A more complete and detailed disclosure of the foregoing imaging and digital filtering techniques and related analysis can be found in the 1983 Ph.D. Dissertation of Sterling James Crabtree, "Algorithmic Development of a Petrographic Image Analysis System", Department of Geology, University of South Carolina, Columbia, S.C.; and in Crabtree, Ehrlich and Prince, "Evaluation of Strategies for Segmentation of Blue-dyed Pores in Thin Sections of Reservoir Rocks" Computer Vision, Graphics, and Image Processing 28, 1-18 (1984).
In contrast to computer-based image analysis, analytical procedures have been developed wherein physical tests such as fluid displacement tests are performed on actual reservoir core samples. These tests, however, require a relatively large sample size and substantial time and money to complete. As an alternative, fluid flow displacement tests have been performed with artificially designed pore system configurations or standard materials such as homogeneous Berea sandstone, neither of which can reliably represent the specific pore structure of a complex reservoir having unique characteristcs. Consequently, many prior fluid flow models were of minimal predictive value because of errors and/or limitations inherent in the modeling processes utilized.
Disclosures of fluid displacement tests using micromodels and rock fluid transport theories can be found in Larsen, Scrivan and Davis, 1977, Percolation Theory of Residual Phases in Porous Media: Nature, Vol. 268, pp. 409-413; McKellar and Wardlaw, 1982, A Method of Making Two-Dimensional Glass Micromodels of Pore Systems: tech. note, Journal Canadian Petr. Tech., Vol. 21, No. 4; Morrow and Chatzie, 1981, Measurement and Correlation of Conditions for Entrapment and Mobilization of Residual Oil--Final Report: DOE/BETC/3251-12, U.S. Dept. Energy. October 1981, New Mexico Petroleum Recovery Research Center, New Mexico Inst. Mining and Technology, Socorro, N. Mex.; and Pathak, Winterfield, et al, 1980, Rock Structure and Transport Therein: Unifying with Voroni Models and Percolation Concepts: SPE 8846, First Joint SPE/DOE Symposium Enhanced Oil Recovery, Tulsa.

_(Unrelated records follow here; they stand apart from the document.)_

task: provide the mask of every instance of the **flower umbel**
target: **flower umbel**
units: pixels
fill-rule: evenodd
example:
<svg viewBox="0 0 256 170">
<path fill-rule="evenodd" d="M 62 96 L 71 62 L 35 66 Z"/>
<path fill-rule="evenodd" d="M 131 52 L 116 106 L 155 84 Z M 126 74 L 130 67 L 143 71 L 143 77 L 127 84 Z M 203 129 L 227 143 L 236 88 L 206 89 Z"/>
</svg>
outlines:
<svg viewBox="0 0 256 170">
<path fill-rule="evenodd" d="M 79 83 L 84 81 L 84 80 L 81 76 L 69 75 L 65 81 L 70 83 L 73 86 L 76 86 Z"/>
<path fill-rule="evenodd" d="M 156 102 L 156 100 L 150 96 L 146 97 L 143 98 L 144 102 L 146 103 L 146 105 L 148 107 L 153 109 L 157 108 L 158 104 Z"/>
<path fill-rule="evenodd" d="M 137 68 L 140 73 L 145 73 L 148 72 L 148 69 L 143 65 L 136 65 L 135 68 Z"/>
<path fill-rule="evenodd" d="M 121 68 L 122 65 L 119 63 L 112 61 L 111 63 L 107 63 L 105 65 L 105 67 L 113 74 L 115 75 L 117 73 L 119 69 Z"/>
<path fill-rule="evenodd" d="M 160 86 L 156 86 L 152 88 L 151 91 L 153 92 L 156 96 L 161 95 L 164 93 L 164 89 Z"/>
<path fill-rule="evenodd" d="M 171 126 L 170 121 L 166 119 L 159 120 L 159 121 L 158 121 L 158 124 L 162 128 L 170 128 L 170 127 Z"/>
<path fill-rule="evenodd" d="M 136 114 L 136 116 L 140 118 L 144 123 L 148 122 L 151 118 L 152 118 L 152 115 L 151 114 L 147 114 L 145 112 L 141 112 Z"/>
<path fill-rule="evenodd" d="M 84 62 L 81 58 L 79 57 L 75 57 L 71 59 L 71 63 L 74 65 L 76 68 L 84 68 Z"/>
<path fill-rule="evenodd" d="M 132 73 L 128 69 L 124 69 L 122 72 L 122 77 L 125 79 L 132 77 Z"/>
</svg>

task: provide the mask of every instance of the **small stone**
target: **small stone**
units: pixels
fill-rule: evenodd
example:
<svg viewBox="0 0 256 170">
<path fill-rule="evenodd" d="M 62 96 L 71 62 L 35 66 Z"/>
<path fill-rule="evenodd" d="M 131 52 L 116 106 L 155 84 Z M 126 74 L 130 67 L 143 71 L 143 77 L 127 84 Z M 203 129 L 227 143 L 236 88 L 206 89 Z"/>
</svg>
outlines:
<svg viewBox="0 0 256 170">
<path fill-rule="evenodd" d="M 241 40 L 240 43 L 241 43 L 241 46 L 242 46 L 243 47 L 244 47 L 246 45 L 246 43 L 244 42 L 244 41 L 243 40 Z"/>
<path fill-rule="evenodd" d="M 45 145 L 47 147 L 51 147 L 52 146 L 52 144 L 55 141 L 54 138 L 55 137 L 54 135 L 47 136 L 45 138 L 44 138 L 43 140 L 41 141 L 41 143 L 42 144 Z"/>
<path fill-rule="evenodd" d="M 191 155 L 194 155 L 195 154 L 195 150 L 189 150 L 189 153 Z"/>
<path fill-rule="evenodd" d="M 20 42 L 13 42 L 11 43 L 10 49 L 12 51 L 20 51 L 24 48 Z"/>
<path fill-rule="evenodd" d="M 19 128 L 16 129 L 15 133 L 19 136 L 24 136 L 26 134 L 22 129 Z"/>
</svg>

In the above referenced McKellar and Wardlaw paper, several methods of making micromodels are briefly discussed along with a detailed description of a technique developed by the authors. This latter technique uses photo-imaging of a synthesized or hand drafted pore system followed by chemical etching of the image in glass. The glass micromodel (termed a "two-dimensional" glass micromodel because the two-dimensional image of the synthesized pore system is carried into the third dimension by the etching process) is then used in a laboratory setting as a substitute rock-pore complex for viewing and evaluation of fluid movement. Quantitative results are typically reported using mass balance or chromatography procedures, but the results are presented strictly in terms of the micromodel itself which heretofore could not be reliably related independently of the skill of the model maker to actual and specific rock-pore systems that exist in nature.